Volume 55, Issue 1

How Public Opinion Constrains the U.S. Supreme Court

First published: 29 October 2010
Citations: 95
A previous version of this article was presented at the 2008 annual meeting of the American Political Science Association, Boston, MA, the University of North Carolina's American Politics Research Group, and Cornell University's Graduate Colloquium. Wohlfarth appreciates research support from a University of North Carolina Thomas M. Uhlman Research Fellowship and the Duke–UNC American Politics Research Group. We also thank Nate Kelly for sharing his Policy Liberalism data, Jim Stimson for providing Policy Mood by Supreme Court term, and Dawn Chutkow, Micheal Giles, Chris Faricy, Krista Hlopak, Timothy Johnson, Kevin McGuire, William Mishler, Jamie Monogan, Elliot Slotnick, Jim Stimson, and Georg Vanberg for helpful comments. Data needed to replicate the analyses presented in this article can be found at http://dvn.iq.harvard.edu/dvn/dv/Enns.

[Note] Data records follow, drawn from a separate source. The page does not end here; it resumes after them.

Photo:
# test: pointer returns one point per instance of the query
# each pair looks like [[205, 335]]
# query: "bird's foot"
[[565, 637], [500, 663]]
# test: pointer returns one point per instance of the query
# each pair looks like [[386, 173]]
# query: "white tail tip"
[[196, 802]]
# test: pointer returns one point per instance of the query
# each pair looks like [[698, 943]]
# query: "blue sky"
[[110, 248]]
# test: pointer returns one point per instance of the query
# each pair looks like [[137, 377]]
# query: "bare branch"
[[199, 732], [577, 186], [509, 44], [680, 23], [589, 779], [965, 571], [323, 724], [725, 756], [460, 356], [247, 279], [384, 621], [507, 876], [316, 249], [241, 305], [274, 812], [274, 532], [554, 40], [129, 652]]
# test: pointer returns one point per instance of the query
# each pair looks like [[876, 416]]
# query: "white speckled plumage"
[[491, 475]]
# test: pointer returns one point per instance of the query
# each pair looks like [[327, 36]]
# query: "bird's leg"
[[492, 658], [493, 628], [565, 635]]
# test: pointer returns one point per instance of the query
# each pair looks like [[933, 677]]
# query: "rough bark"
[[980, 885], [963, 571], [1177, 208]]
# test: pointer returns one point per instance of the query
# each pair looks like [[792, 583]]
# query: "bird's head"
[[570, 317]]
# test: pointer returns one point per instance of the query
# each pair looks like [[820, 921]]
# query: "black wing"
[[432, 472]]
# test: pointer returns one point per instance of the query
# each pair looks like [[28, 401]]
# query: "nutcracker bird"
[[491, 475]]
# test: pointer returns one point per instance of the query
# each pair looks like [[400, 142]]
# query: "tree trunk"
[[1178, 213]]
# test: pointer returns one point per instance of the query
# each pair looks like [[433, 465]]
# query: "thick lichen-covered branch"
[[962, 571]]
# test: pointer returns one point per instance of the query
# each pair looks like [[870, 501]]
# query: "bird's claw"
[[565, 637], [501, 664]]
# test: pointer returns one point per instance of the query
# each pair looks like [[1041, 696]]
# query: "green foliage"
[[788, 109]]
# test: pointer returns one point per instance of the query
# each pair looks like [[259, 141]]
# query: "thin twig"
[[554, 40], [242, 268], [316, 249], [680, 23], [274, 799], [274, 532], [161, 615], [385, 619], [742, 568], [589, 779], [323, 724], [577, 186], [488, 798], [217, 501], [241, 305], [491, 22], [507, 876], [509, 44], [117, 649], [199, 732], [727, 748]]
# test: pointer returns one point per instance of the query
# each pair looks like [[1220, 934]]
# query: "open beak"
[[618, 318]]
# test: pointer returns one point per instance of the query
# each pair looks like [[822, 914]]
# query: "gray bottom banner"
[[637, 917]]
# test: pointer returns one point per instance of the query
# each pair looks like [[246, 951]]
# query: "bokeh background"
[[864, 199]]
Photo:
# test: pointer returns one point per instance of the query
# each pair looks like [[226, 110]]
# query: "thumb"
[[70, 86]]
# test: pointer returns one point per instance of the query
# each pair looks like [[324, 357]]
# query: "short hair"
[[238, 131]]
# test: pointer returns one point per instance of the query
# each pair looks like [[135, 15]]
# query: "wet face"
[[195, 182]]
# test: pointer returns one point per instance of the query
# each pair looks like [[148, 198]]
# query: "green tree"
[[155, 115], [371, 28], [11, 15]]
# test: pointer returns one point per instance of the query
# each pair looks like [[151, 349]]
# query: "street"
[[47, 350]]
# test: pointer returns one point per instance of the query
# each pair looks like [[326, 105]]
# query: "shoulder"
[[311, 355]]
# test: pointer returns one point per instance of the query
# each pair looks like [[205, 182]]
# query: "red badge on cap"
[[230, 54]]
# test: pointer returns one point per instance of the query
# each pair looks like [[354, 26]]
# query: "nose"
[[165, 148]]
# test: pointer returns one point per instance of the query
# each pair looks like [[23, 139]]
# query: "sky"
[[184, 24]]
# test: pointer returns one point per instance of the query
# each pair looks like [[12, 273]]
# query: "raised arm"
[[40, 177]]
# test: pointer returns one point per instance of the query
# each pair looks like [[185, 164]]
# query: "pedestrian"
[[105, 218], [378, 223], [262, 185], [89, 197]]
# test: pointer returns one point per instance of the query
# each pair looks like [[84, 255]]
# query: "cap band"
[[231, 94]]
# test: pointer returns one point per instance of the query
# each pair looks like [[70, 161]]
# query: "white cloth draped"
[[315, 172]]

Christopher J. Casillas is a Ph.D. Candidate in the Department of Government, Cornell University, 214 White Hall, Ithaca, NY 14853‐7901 (cjc76@cornell.edu). Peter K. Enns is Assistant Professor in the Department of Government, Cornell University, 214 White Hall, Ithaca, NY 14853‐7901 (pe52@cornell.edu). Patrick C. Wohlfarth is Post‐Doctoral Fellow in the Department of Political Science, Washington University in St. Louis, Campus Box 1063, One Brookings Drive, St. Louis, MO 63130‐4899 (patrickw@wustl.edu).

Abstract

Although scholars increasingly acknowledge a contemporaneous relationship between public opinion and Supreme Court decisions, debate continues as to why this relationship exists. Does public opinion directly influence decisions or do justices simply respond to the same social forces that simultaneously shape the public mood? To answer this question, we first develop a strategy to control for the justices' attitudinal change that stems from the social forces that influence public opinion. We then propose a theoretical argument that predicts strategic justices should be mindful of public opinion even in cases when the public is unlikely to be aware of the Court's activities. The results suggest that the influence of public opinion on Supreme Court decisions is real, substantively important, and most pronounced in nonsalient cases.